Saturday, January 26, 2008

Lessons from Second Life’s Bank Run

There are a few lessons to be learned from the Second Life banking debacle, which occurred last week when an allegedly fraudulent bank, Ginko closed down rather than pay its customers the promised 40% interest rates.

First, participants in Second Life should stop being stupid, greedy, or both. (I’ll avoid calling them players because the platform is being used for activities that bear little relationships to games.) The interest rates in virtual worlds cannot significantly exceed those in other markets or else the funds from those markets will flow to the higher rates. Interest rates can vary slightly from country to country – particularly if the government of that country subsidizes the rates. But they do not vary significantly because the investment pool is sufficiently liquid to move to the higher rates. To believe in ridiculously high rates requires the investor to be willfully ignorant of the risks. Only a combination of stupidity and greed can generate blinders that big.

Second, the Second Life market is worth protecting, and the protection should come from outside the contract with Linden Labs. The credibility of the leading virtual world’s ability to attract transactions between parties depends on the reliability of the platform. As soon as the platform includes the ability to exchange any nation’s currency with fictional money, the potential for fraud begins. If deposits are guaranteed or interest is paid, then the activity is either a banking function or sale of securities. If these were merely pre-paid gift dollars, purchasing Linden Dollars but not being able to be sold for currency, the “game” analogy might apply. If instead, an anonymous avatar can trade in various currencies using Linden Dollars; offer unregulated interest rates; and sell financial products without ever disclosing the identity, then most state and federal regulators can find a statute or two which applies. Linden Labs is far better off having regulation than finding itself the subject of lawsuits from various jurisdictions within and outside the U.S.

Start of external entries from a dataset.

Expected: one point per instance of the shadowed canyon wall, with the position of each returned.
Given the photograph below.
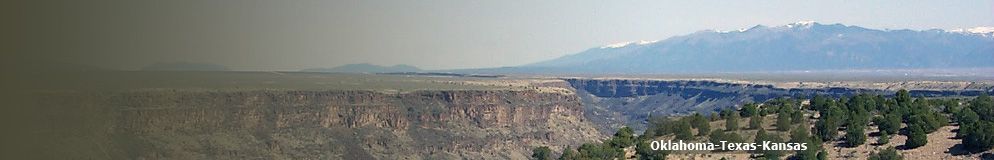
(169, 124)
(611, 103)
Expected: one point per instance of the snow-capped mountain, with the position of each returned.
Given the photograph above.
(797, 46)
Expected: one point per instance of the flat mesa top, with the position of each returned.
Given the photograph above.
(304, 81)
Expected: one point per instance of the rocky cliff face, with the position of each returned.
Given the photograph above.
(495, 124)
(615, 102)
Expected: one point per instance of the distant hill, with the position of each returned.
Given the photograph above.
(184, 66)
(798, 46)
(365, 68)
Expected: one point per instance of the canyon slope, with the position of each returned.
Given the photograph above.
(260, 115)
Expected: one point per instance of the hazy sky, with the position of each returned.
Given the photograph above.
(440, 34)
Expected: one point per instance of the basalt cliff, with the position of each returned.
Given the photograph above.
(171, 124)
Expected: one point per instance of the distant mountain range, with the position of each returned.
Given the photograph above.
(184, 66)
(366, 68)
(798, 46)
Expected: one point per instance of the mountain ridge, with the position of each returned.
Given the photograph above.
(796, 46)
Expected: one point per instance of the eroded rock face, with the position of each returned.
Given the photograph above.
(612, 103)
(495, 124)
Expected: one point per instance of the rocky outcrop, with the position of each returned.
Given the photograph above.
(486, 124)
(611, 103)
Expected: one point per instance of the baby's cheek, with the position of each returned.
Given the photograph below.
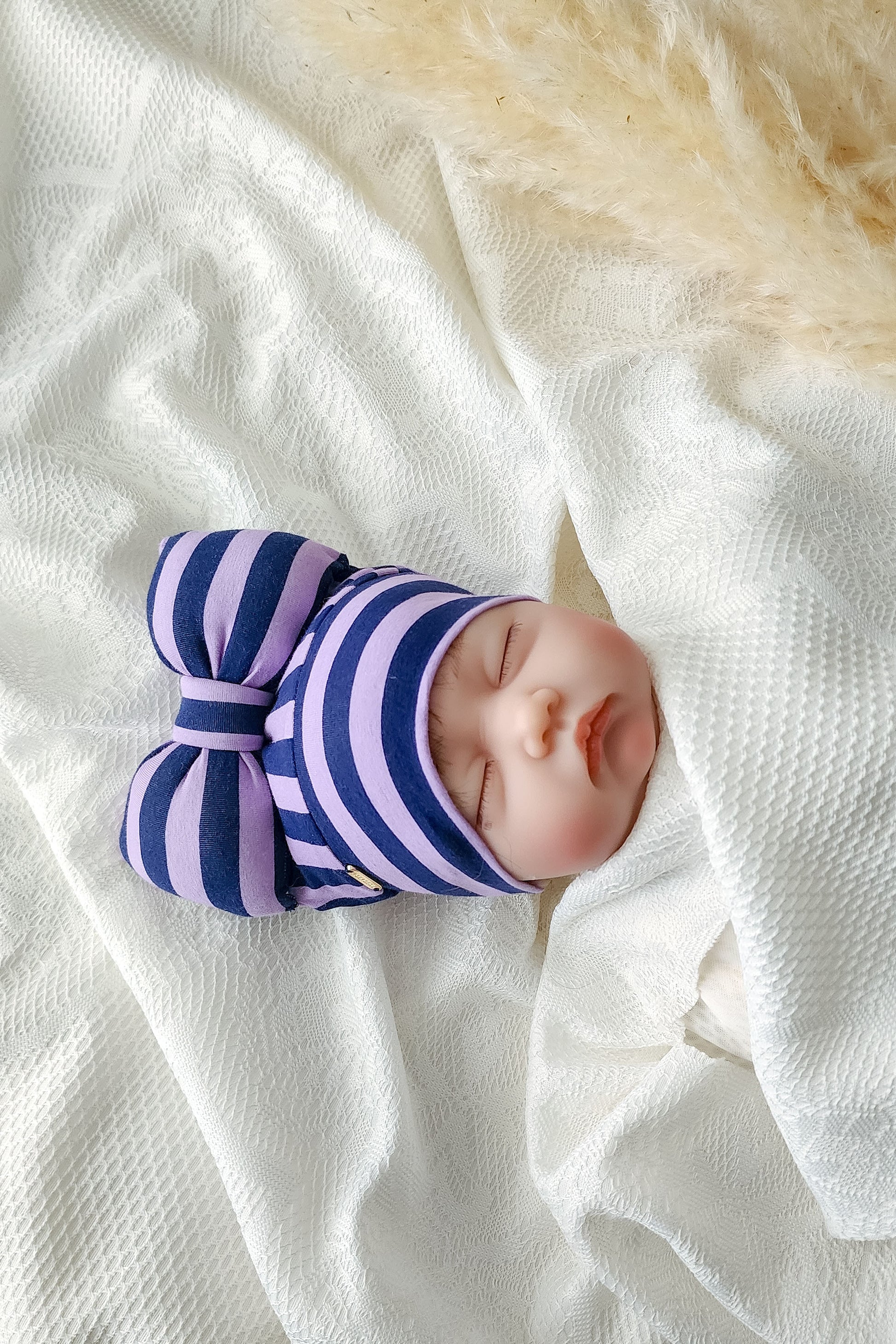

As anyone who has worked with financial products knew, the collapse of the Second Life banking sector was inevitable. The more important question is the collateral damage it will cause to Second Life and the many activities using Second Life as their platform.

So the third and most important lesson learned is that Second Life is a prototype for a virtual world platform, not a solution itself. Universities should be building an entirely noncommercial, academic platform which includes a terms of service agreement comparable to the student handbooks found on every public university. Open to any accredited university, but without banking or gambling. Mall operators should be providing retail spaces for their customers; hotel and convention companies should be providing the same type of services for their customers; and adult entertainment providers should be creating areas that are explicitly adult oriented so there is little confusion. J-Date should have the Virtual Jewish Community Center, with theatre, lectures, social events like the brick-and-mortar JCCs. If I so chose, I could do my banking with a federally regulated bank at Financial World, knowing that regulations generally prohibit those banks from letting me be anonymous.

The lessons from the bank run are that the days of the Virtual Wild West are coming to an end. While we will be giving up the open plain, we should be gaining the universities, culture, and economic stability that makes society run. With that, the virtual world is moving ever closer to the real world.

Sunday, January 20, 2008

After the CES/MacWorld - A Year of Consolidation

I had the opportunity to attend CES this year. Walking CES and reading the announcements from Macworld, some clear trends have emerged. First, this was not a year of great innovation. It is a year of consolidation. The holiday "buy" of the year was the Nintendo Wii – a product which came out last year; CES showed hundreds of manufacturers playing catch-up to Apple's iPhone with new integration of GPS to the suite of phone, browser, MP3 and Video players; Apple itself had the biggest innovation the re-enabling of iPhone software on the iPod Touch.

For business built on innovation, this is a year of catching breath and consolidating distribution.

The second trend emphasizes the interface not the activity. For every technological innovation, there are a multitude of manufacturers. The differences are the user experience – the box in which the product exists, the screens on which it is viewed, and the buttons for interacting. Apple's second announcement was a significantly thinner laptop. It adds a "wow" factor to an otherwise boring field. At CES five companies have ultramobile laptops – under two pounds with full functionality and a price under $500.00. For any of these to be successful, the machine must be comfortable to use at an acceptable price.

The most significant part of this trend is the screens. Samsung won CES as the most innovative of the major brands this year, showing a host of products that push the consumer experience forward. Samsung demonstrated some use of OLED-based products with eye-popping visuals. Sony will also benefit as the developer of this technology. OLED screens are significantly better than plasma or LCD - but expensive and difficult to manufacture.

Similarly, both Sony and Amazon are pushing the book readers. Sony's Reader is benefiting from Amazon's Kindle to encourage attention to the platform. Both are limited by a single source for the screens, however, so until more manufacturing capacity grows, the price and innovation will move slowly. If the ultramobiles can catch up, then the book readers will be eclipsed, but only time will tell.

In the alternative, an even lighter ultramobile with the long battery life of the book readers will win the market. The Kindle and iPod Touch are both nearly ultramobiles – so next year’s innovation could be the combination of these products, so long as the screen and interface make it exciting rather than awkward.

Get busy – next year’s shows are nearly upon us.